Understanding scenes in motion is crucial for intelligent systems. We have developed novel self-supervised approaches for learning optical flow and proposed a model for learning driving affordances from video sequences using limited supervision.

Intelligent systems as well as many computer vision tasks benefit from an accurate understanding of object motion as well as the interplay between scene elements. However, motion is even less constrained than geometric structure and obtaining ground truth is difficult. Furthermore, besides pure 2D image motion, systems operating in the 3D world require access to 3D motion information. Our research addresses all of these aspects and combines them for sensori-motor control tasks such as autonomous driving.

Optical flow is the problem of estimating 2D motion in the image plane. While deep learning has led to significant progress, large amounts of training data are required. We have addressed this problem by developing SlowFlow, a space-time tracking technique for generating training data using high-speed cameras. Moreover, we have proposed a new model for self-supervised flow estimation from multiple frames, explicitly accounting for occlusions.

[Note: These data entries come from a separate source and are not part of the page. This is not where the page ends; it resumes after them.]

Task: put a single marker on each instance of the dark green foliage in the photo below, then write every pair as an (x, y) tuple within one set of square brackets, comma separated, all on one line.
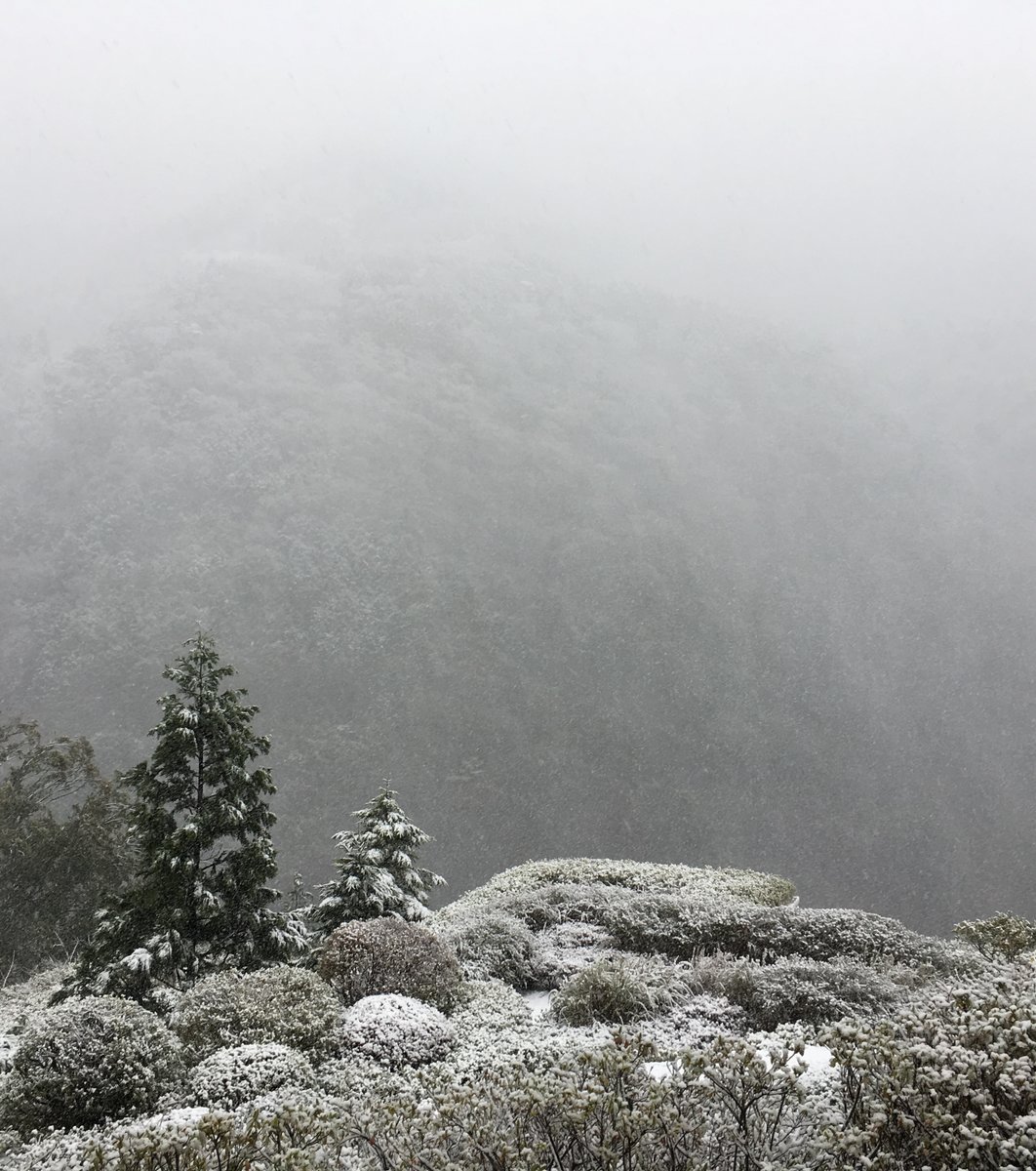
[(809, 992), (200, 899), (372, 957), (89, 1060), (280, 1005), (618, 990), (496, 947), (685, 930), (378, 868), (1004, 935), (947, 1082), (63, 846)]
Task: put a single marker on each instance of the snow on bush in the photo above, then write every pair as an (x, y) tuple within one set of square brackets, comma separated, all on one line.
[(294, 1131), (948, 1082), (684, 930), (86, 1061), (495, 947), (357, 1078), (1001, 937), (374, 957), (655, 877), (228, 1077), (284, 1005), (807, 990), (694, 1025), (397, 1030), (619, 990)]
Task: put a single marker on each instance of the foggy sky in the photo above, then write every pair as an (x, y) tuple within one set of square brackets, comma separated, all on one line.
[(844, 168)]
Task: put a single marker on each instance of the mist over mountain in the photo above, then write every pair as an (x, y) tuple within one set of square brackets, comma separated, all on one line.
[(583, 567)]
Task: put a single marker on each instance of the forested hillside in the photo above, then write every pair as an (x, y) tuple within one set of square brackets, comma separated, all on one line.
[(582, 568)]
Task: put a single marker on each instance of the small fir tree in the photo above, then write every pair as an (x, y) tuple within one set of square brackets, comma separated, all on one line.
[(378, 868), (200, 900)]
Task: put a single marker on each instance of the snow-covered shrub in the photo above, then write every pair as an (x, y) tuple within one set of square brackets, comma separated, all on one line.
[(228, 1077), (694, 1025), (654, 877), (732, 1108), (357, 1078), (618, 990), (281, 1005), (495, 947), (290, 1131), (566, 949), (542, 908), (397, 1030), (373, 957), (685, 930), (1002, 936), (812, 992), (489, 1005), (948, 1082), (88, 1060)]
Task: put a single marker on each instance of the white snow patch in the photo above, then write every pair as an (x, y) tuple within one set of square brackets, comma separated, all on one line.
[(538, 1002)]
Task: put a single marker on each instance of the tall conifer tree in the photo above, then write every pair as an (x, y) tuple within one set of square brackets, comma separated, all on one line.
[(378, 868), (200, 900)]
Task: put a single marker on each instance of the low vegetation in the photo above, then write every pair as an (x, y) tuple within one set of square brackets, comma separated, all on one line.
[(696, 1022)]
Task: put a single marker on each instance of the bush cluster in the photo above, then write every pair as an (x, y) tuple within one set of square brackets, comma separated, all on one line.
[(280, 1005), (809, 992), (949, 1082), (228, 1077), (397, 1030), (86, 1061), (683, 930), (1002, 936), (374, 957), (495, 947), (620, 989), (654, 877)]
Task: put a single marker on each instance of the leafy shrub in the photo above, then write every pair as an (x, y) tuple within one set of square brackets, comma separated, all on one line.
[(358, 1078), (297, 1129), (397, 1030), (618, 990), (694, 1025), (1004, 935), (496, 947), (228, 1077), (654, 877), (949, 1082), (808, 990), (280, 1005), (683, 930), (374, 957), (88, 1060)]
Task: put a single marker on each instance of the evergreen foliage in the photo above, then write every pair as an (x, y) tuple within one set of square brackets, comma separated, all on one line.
[(378, 868), (63, 831), (200, 900)]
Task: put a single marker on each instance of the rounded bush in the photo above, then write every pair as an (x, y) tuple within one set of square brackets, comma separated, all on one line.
[(809, 992), (618, 990), (397, 1030), (279, 1005), (496, 948), (375, 957), (228, 1077), (86, 1061)]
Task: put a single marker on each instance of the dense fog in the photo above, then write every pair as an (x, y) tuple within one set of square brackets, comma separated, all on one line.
[(614, 423)]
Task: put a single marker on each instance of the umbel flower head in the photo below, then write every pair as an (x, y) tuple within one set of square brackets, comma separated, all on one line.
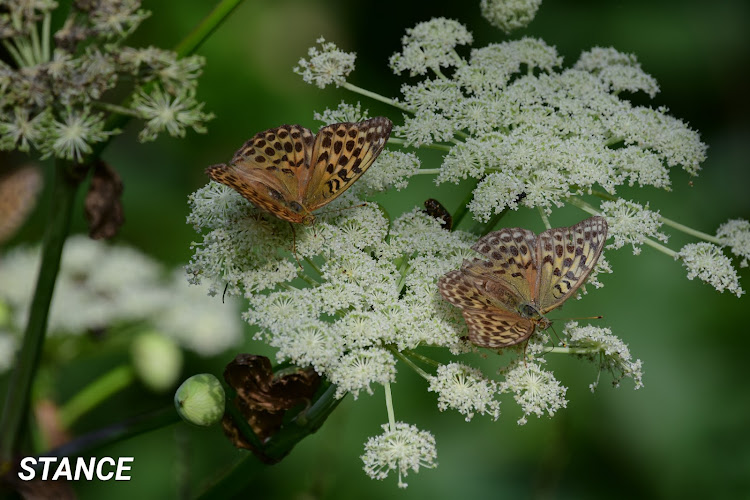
[(54, 82)]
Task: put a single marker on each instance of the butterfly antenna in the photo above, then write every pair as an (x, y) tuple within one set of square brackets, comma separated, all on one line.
[(294, 245)]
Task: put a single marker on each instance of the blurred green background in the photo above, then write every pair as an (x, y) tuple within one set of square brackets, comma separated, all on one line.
[(686, 434)]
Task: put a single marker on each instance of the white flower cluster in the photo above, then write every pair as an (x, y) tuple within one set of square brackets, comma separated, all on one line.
[(102, 286), (535, 390), (521, 126), (465, 389), (707, 262), (600, 346), (735, 234), (401, 448), (509, 15), (631, 223), (326, 65)]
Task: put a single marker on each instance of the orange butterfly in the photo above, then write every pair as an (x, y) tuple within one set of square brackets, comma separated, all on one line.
[(288, 172), (504, 299)]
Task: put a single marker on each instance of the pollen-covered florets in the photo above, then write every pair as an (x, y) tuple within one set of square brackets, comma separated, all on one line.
[(631, 223), (401, 448), (465, 389), (430, 45), (606, 350), (707, 262), (327, 64)]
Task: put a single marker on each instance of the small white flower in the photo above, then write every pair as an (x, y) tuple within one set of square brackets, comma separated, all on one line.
[(631, 224), (326, 65), (402, 448), (537, 391), (465, 389), (707, 262), (606, 350), (430, 45), (509, 15), (735, 234), (171, 113)]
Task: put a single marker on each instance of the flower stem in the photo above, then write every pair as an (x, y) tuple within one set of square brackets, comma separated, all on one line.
[(16, 407), (111, 382), (377, 97), (209, 24)]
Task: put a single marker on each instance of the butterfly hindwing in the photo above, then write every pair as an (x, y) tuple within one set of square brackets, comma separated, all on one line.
[(566, 256), (341, 154), (509, 265), (496, 329)]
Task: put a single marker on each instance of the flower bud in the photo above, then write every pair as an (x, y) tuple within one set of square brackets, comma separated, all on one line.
[(200, 400)]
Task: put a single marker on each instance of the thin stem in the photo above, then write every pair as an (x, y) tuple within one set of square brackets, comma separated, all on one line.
[(423, 359), (427, 171), (690, 230), (389, 406), (99, 390), (115, 108), (209, 24), (15, 409), (93, 441), (544, 217), (377, 97), (409, 362), (45, 36)]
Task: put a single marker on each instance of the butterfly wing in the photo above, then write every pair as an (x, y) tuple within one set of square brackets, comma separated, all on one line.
[(509, 273), (489, 326), (341, 154), (566, 257), (496, 329), (267, 170)]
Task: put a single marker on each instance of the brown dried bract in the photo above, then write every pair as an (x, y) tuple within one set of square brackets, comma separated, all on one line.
[(104, 211), (264, 397)]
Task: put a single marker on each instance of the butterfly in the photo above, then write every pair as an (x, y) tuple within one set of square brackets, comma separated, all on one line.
[(504, 298), (289, 172), (436, 210)]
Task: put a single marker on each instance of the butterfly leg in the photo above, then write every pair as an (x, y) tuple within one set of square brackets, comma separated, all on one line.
[(294, 245)]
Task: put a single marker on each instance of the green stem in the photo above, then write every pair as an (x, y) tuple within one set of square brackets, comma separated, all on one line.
[(377, 97), (409, 362), (15, 409), (277, 447), (389, 406), (92, 395), (690, 231), (94, 441), (209, 24)]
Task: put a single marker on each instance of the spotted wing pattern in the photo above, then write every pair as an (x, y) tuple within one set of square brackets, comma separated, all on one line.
[(267, 170), (341, 154), (496, 329), (511, 267), (566, 256)]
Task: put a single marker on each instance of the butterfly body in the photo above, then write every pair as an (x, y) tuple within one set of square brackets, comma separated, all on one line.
[(520, 277), (289, 172)]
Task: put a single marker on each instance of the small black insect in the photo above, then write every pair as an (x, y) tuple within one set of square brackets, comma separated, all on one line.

To recover 3D motion, we have developed a state-of-the-art 3D scene flow estimation technique which exploits recognition (bounding boxes, instance segmentation and object coordinates) to support the challenging matching task. Furthermore, with SphereNet, we have investigated how optical flow can be extracted from spherical imagery and empirically evaluated the effectiveness of various motion estimation algorithms for down-stream tasks such as action recognition from video sequences.

Intelligent systems not only require the relative motion of objects around them, but also a precise global location with respect to a map, i.e., for planning or navigation tasks. With LOST, we have demonstrated that localization solely based on map information is feasible. In Semantic Visual Localization, we further showed that semantic and geometric information can significantly improve visual localization, allowing for localizing wrt. the opposite driving direction or in the presence of strong environmental changes.

Moreover, we have developed Conditional Affordance Learning, a novel model for sensori-motor control which learns driving affordances from video sequences using only very limited supervision. To foster new research on 3D scenes in motion, we have created KITTI-360, a new dataset for 3D urban scene understanding, annotated at the object level.